The operating model for human + agent companies
A human + agent operating model is an organizational design in which people and governed AI agents share the same work, the same decision rights and the same audit trail — and where autonomy is set deliberately per process, not left for tools to decide on their own. It is not a question of which software to buy, but of how processes, responsibilities and control are redesigned when agents join the workforce. This article defines that model, compares it with the classic company and with automation, and explains how BiVelio materializes it: Brain, Workers, Agents + Velio, Trust Layer and Autonomy Console.
A human + agent operating model is an organizational design in which people and governed AI agents share the same work, the same decision rights and the same audit trail. The question it answers is not "where can we automate a step?", but "which processes should we rebuild around human–agent collaboration, and how much of each one should run autonomously?". In that model AI executes the repeatable and people decide the critical, with autonomy set on purpose per process rather than scattered across individual tools. It is an organizational decision, not a software purchase.

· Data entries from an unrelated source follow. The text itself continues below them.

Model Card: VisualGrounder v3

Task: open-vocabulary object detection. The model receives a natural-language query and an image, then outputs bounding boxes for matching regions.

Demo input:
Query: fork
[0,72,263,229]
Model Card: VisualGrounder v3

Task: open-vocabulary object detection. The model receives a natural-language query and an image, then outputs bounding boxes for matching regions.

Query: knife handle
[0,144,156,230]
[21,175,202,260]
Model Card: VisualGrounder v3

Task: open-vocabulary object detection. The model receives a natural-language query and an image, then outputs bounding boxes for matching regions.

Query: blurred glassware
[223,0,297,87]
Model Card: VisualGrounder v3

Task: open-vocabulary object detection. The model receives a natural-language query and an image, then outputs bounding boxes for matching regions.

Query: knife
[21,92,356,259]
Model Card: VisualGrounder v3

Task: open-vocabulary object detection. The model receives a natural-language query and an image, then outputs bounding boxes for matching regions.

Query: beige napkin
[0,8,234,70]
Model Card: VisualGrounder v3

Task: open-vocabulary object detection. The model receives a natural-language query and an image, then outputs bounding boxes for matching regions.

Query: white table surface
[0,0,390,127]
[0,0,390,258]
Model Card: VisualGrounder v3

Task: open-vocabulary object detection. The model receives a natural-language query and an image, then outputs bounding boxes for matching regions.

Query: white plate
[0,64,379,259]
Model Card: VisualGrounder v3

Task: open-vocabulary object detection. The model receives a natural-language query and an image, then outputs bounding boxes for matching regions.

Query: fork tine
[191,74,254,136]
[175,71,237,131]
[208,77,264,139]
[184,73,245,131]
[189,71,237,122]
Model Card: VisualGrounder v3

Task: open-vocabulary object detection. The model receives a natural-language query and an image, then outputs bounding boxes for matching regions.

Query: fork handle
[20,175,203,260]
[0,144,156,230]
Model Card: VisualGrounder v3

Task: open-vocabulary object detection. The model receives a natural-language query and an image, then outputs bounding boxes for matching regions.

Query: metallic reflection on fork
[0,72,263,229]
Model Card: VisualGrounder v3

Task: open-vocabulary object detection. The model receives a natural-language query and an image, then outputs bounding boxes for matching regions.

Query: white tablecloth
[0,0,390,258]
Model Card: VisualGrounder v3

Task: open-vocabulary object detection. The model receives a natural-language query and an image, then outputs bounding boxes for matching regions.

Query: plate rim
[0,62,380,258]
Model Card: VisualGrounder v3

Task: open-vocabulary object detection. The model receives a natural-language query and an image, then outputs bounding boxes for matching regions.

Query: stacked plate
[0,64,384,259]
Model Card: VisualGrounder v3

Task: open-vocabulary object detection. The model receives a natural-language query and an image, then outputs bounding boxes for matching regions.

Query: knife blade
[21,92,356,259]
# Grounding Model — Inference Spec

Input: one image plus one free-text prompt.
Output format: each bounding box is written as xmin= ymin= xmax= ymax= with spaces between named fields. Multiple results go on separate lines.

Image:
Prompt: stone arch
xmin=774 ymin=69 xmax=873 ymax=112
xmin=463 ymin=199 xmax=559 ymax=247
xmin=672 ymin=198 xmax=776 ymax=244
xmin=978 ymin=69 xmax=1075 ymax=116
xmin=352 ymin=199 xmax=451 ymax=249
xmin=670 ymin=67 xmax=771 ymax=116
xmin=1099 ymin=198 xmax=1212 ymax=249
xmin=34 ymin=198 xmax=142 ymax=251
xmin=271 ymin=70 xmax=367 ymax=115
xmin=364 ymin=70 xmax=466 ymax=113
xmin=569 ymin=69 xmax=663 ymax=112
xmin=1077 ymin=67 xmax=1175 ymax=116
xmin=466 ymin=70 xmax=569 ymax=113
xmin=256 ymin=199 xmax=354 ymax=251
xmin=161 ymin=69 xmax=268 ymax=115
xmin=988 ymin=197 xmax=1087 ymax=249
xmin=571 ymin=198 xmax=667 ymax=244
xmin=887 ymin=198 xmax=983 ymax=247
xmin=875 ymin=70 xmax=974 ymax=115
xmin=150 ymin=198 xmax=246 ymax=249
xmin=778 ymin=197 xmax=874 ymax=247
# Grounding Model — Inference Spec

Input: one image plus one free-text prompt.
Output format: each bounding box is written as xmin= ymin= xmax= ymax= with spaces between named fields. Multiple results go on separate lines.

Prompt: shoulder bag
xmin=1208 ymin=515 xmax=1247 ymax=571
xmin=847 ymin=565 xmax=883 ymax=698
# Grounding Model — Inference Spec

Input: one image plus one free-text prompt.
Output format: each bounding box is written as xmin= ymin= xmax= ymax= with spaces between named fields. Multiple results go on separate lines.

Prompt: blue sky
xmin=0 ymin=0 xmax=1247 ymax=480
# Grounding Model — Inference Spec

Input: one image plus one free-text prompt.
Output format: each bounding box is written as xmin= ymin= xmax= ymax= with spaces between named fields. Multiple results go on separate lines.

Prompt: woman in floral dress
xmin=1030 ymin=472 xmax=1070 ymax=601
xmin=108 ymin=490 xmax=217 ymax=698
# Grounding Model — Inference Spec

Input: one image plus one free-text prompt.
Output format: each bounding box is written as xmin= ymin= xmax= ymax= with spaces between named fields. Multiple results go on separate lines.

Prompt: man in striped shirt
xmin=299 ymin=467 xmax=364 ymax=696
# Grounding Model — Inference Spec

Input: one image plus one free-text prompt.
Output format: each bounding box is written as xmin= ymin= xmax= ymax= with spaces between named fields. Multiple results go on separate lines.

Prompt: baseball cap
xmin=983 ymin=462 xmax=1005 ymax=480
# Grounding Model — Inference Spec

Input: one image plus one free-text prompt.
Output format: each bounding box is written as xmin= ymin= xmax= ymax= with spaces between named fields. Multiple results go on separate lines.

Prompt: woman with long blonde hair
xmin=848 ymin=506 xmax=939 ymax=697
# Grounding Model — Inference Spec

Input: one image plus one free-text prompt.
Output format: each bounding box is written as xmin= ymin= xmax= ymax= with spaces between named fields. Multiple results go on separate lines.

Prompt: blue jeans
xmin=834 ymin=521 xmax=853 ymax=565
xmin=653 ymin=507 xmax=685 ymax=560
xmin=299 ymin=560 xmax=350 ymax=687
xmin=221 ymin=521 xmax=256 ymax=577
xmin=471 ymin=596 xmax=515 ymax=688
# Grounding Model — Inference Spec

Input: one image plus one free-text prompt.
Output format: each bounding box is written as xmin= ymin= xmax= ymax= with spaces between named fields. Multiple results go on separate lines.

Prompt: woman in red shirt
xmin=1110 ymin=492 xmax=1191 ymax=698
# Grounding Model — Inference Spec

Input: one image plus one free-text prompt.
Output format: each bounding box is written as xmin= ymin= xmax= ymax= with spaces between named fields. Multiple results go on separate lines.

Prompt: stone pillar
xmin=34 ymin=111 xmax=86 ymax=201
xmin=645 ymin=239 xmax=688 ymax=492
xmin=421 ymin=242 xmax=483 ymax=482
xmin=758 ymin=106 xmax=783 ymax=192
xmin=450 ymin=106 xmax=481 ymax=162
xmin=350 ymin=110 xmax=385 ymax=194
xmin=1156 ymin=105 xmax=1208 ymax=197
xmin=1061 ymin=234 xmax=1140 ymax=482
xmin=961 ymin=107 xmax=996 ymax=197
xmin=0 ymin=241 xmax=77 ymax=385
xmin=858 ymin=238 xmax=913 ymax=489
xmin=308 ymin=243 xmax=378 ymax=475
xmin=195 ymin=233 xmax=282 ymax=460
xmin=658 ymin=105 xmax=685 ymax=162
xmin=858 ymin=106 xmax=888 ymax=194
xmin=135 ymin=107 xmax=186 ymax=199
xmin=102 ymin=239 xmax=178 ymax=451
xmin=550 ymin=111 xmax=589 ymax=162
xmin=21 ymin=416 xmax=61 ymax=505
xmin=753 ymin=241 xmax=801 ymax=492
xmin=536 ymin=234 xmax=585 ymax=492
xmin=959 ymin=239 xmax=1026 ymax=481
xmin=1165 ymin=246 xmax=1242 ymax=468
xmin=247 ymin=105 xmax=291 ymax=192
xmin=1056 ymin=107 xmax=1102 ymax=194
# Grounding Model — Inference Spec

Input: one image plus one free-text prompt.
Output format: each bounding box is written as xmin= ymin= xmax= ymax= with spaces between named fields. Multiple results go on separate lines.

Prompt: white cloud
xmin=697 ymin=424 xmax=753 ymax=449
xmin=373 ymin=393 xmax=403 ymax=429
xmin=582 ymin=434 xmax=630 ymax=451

The distinction matters because agentic AI is scaling faster than leaders are redesigning their processes, decision rights and workforce models (MIT Sloan Management Review & Boston Consulting Group, 2025). Adding a copilot to every team is not an operating model: it is speed without governance. When the capacity to act grows faster than clarity about who is accountable for what, accountability breaks.
Definition
Definition
Human + agent operating model: an organizational design in which people and governed AI agents share work, decision rights and traceability, with a level of autonomy set deliberately per process — not delegated to loose tools.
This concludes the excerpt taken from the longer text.